Tax exemption is the foremost reason municipal bonds remain attractive to investors, which will become more rewarding if, as expected, the Obama administration raises taxes.
Municipal bonds weren’t able to escape last year’s market implosion, but buyers have rushed back in as the lower prices boosted yields. Year-to-date, muni-bond mutual funds have risen by an average of 14.4% as yields, moving in the opposite direction from prices, have dropped. But munis are still attractive for other reasons, say bond analysts.

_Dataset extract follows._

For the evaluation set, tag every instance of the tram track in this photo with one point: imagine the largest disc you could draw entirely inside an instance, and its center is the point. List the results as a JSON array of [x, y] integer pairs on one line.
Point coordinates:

The foremost reason is taxes. Municipal bond interest is free of federal income tax, as well as any state income tax if the bond is issued in the state you live in. With yields on 10-year AAA muni bonds about the same as the rate on 10-year Treasuries, an investor in the 28% tax bracket would enjoy a tax-equivalent yield on muni-bonds of about 1.5 percentage points higher than the taxable yield on the Treasury. Investors living in a high income tax state like New York or California would get an even bigger break on bonds issued in their home states. The tax-exempt feature is expected to be even more important if, as expected, the Obama administration raises taxes.
Since investing in a broad range of individual muni bonds takes a stash of $250,000 or more, according to bond experts, most investors opt for muni-bond mutual funds. Funds offer some protection from default by individual munis, but bond advisors suggest that you take a careful look at risk and expenses. Be leery of funds that trade in lower-rated bonds or charge high fees. Also, some muni bonds are subject to the alternative minimum tax. If you might be caught in the AMT net, you should read the fund’s prospectus to see if you may have to pay the AMT on some of the interest you earn.